Recent advancements in patient-specific induced pluripotent stem cell technology have led to suggestions of generating male germ cells by in vitro gametogenesis. However, the successful production of functional male gametes in vitro has only previously been accomplished in mice, with no reports in higher mammals, including primates. Here, for the first time, we present evidence showing that functional haploid spermatids can be differentiated from NHP pluripotent stem cells completely in vitro. Specifically, we demonstrate that NHP pluripotent stem cells can be differentiated into spermatogenic lineages, including spermatid-like cells that can fertilize an NHP oocyte and develop to the blastocyst stage.
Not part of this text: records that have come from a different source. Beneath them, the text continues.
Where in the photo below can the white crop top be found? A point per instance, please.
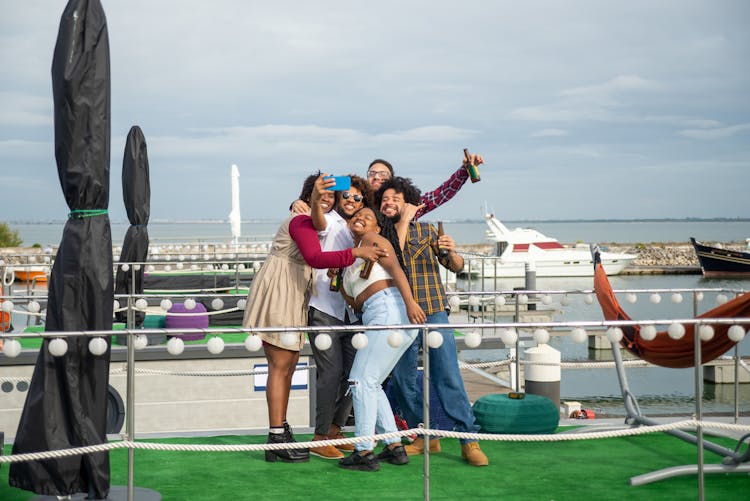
(354, 285)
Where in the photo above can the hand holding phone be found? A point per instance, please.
(342, 183)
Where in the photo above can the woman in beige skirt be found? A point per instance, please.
(278, 298)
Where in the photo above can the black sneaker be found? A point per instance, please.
(356, 461)
(396, 455)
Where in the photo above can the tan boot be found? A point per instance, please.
(334, 432)
(417, 447)
(473, 454)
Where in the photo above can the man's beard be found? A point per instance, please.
(395, 218)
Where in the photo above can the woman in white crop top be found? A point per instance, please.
(383, 298)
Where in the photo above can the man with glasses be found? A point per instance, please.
(381, 170)
(421, 243)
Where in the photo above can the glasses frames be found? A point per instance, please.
(357, 198)
(380, 174)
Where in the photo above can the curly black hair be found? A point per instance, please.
(403, 185)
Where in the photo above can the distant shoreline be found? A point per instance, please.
(468, 220)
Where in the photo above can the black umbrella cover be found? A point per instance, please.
(136, 193)
(66, 403)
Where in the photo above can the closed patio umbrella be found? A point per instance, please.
(136, 193)
(66, 403)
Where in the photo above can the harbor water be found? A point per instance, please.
(660, 391)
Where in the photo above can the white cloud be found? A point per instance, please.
(283, 88)
(549, 133)
(716, 132)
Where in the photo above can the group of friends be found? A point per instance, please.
(384, 265)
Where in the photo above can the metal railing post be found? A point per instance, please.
(426, 409)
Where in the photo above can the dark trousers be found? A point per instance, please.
(332, 402)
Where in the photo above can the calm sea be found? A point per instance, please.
(470, 232)
(661, 390)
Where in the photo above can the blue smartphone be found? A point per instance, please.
(343, 183)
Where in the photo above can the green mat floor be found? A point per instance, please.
(579, 470)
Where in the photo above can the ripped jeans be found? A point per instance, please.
(373, 363)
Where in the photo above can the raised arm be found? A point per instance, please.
(437, 197)
(317, 212)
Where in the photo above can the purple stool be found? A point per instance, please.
(191, 322)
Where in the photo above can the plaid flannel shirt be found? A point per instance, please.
(442, 193)
(422, 267)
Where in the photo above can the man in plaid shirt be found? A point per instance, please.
(398, 199)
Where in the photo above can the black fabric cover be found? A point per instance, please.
(66, 403)
(136, 193)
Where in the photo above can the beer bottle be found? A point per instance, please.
(440, 252)
(335, 274)
(472, 169)
(367, 267)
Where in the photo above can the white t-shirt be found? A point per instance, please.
(335, 237)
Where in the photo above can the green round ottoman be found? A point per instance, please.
(496, 413)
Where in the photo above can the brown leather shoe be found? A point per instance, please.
(417, 447)
(326, 452)
(342, 447)
(473, 454)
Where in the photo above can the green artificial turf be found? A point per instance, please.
(588, 469)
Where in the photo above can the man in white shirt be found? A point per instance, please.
(327, 307)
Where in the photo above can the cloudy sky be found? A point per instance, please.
(582, 109)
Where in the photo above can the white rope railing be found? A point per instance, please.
(566, 437)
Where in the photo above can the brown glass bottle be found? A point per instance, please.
(366, 269)
(440, 252)
(335, 275)
(472, 169)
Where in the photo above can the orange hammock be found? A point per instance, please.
(663, 350)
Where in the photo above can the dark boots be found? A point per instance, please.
(286, 455)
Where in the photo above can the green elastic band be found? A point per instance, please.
(81, 213)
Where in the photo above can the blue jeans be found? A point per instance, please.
(444, 376)
(373, 363)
While the results shown here represent a significant step in generating male germ cells in vitro, several concerns still exist. Among the concerns remaining to be resolved comprehensively, it is important to note that the derived spermatid-like cells, like in vivo primate round spermatids, are immature and not capable of activating mature oocytes on their own. To overcome this hurdle for fertilization, the addition of activation factors coupled with purified TET3 protein increases the efficiency of generating healthy embryos. One caveat is the potential production of parthenogenetic embryos as a result of our oocyte activation procedure. The derivation of rhesus parthenogenetic embryos to blastocysts has been accomplished but generally requires specific exogenous factors in addition to oocyte activation, such as inhibitors that block protein synthesis or protein phosphorylation. Even under these optimized conditions, several in vitro-derived rhesus parthenogenetic blastocysts are of low quality, with small inner cell masses, fail to fully expand the blastocoel, and show extruded blastomeres in the blastocoelic cavity, owing to high levels of apoptosis (43–45). We did not observe such phenotypes in blastocysts produced by our activation protocol combined with the injection of in vitro-derived spermatids and/or purified TET3. Evidence that the resulting blastocysts are not of parthenogenetic origin includes the integration of the male genome as determined by PCR analyses and the presence of GFP fluorescence in the nuclei of cells within the embryo. Instead, the addition of TET3, which is typically expressed in mature sperm, helps overcome the developmental arrests when injecting in vitro-derived rSLCs into rhesus oocytes. Another concern is how faithfully our model replicates in vivo meiosis. We and others have demonstrated the expression of meiotic markers such as SYCP3 (10, 15) and confirmed haploidy by FISH. While preliminary, these results highlight that some of the meiotic machinery is engaged to produce haploid rSLCs in vitro. As research continues to advance spermatogenesis/spermiogenesis in vitro to derive more mature spermatozoa, our protocol provides an investigative opportunity for understanding the mechanisms of this crucial biologic process. Additionally, this work may even help bridge the fields of reproductive and developmental biology by providing insights into why spermatogenesis arrests in certain male patients with infertility.

CONCLUSION

Here we demonstrate the differentiation of NHP pluripotent stem cells into advanced spermatogenic cells, including postmeiotic rSLCs. Like in vivo round spermatids, in vitro-derived rSLCs cannot activate oocytes during ICSI but instead require exogenous oocyte activation. The addition of TET3 coupled with oocyte activation further improved the embryo development rates when ICSI was performed with in vitro-derived rSLCs. These combined results demonstrate for the first time the ability to produce functional gametes in vitro from NHP pluripotent stem cells.